For i = MIN_NODE To MAX_NODE
Debug.Print "Node: " & i & " is at relative depth of " & .Depth(i)
Next
End With
End Sub
Last edited by Ellis Dee; Mar 24th, 2007 at 02:04 PM.
This one here, for example, generates a complete depth chart for any given node in only 8 lines of code. (Not counting comments, variable declarations, and the WITH...END WITH statement, all of which are technically optional.)
heh, to needlessly drive this point home, here's the same function in its most compact form:
vb Code:
Private Sub FindDepths(plngRoot As Long, plngNode As Long, ByVal plngLevel As Long)
Dim i As Long
nod(plngRoot).Depth(plngNode) = plngLevel
For i = 1 To UBound(nod(plngNode).Neighbors)
If nod(plngNode).Neighbors(i) <> plngRoot And (nod(plngRoot).Depth(nod(plngNode).Neighbors(i)) = 0 Or nod(plngRoot).Depth(nod(plngNode).Neighbors(i)) > plngLevel + 1) Then FindDepths plngRoot, nod(plngNode).Neighbors(i), plngLevel + 1
Next
End Sub
Impressive how much power you can pack into just a few lines of code, isn't it?
This is a pretty good example of why exactly it is better to create longer code with more variables even when they aren't strictly necessary. The first version I posted isn't going to win any awards for readability/maintainability, but this compact version would truly be a nightmare to have to debug.
I didn't mean to imply that it was particularly difficult.

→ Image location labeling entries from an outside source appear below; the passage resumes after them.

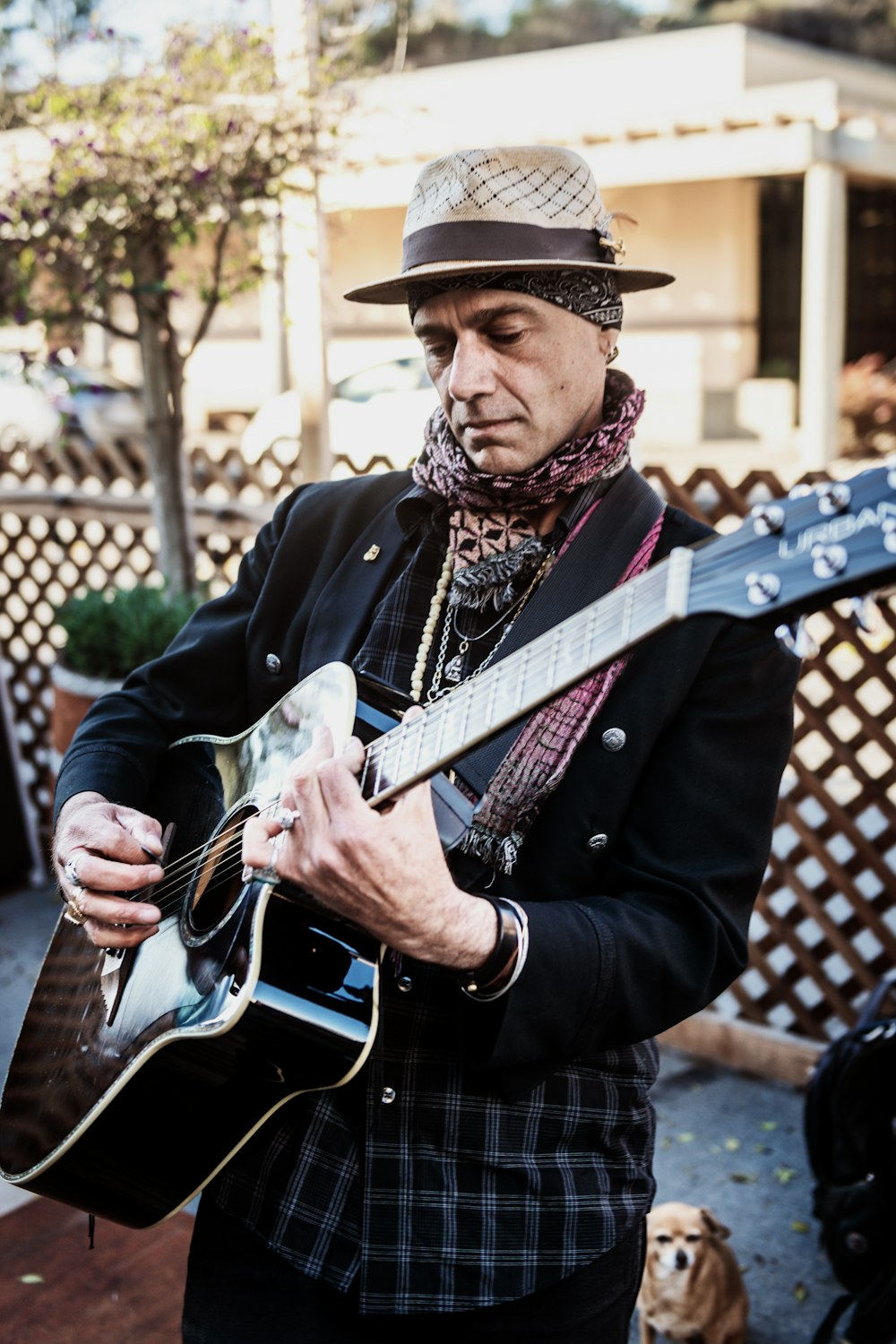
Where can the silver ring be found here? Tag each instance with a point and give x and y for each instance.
(70, 874)
(269, 873)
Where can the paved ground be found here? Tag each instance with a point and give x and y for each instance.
(726, 1140)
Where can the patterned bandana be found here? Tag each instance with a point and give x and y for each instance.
(495, 550)
(591, 295)
(492, 515)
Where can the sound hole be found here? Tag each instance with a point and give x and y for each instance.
(220, 881)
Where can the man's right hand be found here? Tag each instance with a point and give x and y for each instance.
(101, 852)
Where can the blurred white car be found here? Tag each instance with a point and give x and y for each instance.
(381, 410)
(40, 403)
(99, 408)
(27, 419)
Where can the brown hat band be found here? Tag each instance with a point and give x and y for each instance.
(490, 239)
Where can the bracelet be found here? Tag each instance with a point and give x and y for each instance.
(504, 965)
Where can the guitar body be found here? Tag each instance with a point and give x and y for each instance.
(136, 1077)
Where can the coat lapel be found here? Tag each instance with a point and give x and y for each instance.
(341, 613)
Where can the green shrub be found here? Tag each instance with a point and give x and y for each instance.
(110, 633)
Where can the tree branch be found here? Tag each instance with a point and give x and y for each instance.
(214, 298)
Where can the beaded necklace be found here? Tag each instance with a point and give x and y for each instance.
(430, 626)
(452, 671)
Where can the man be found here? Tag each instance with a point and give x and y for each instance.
(489, 1168)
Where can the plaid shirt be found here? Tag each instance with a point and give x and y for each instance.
(419, 1182)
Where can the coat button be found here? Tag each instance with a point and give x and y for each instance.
(613, 739)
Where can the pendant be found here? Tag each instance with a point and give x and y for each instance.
(454, 668)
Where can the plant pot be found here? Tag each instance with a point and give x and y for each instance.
(73, 694)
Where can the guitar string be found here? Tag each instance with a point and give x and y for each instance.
(375, 754)
(395, 739)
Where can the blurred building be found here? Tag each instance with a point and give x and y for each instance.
(761, 171)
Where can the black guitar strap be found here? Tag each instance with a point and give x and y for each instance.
(600, 554)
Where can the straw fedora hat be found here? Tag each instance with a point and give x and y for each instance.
(527, 207)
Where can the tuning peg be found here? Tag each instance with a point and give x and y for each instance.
(864, 613)
(797, 640)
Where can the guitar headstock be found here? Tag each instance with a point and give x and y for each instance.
(802, 553)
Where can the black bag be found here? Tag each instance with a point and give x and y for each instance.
(850, 1136)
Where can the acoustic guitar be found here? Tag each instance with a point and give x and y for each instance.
(250, 994)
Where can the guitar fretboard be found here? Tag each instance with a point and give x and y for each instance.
(525, 679)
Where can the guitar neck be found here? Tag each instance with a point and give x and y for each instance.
(560, 658)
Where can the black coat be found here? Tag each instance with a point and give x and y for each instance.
(641, 871)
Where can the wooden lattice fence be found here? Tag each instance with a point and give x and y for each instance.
(825, 924)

Just not as simple as the intuitive nature of our brains.
Agreed. The drawback is that our intuitive nature lends itself to error, whereas a computer -- given a correct set of instructions -- will get it right every time.
It just occured to me that I completely ignored the one-way relationship, but luckily the logic is sound enough to catch it properly. It shows one step from 11 to 13, and two steps from 13 to 11.
Ellis, Logophobic, you're right, it is one-way relation and doesn't need to consider all path possible, only the shortest one is considered.
Really thanks Ellis for showing me how it could be done, thanks for the comments also. It works in my case and it has provided a fundamental to expand my project.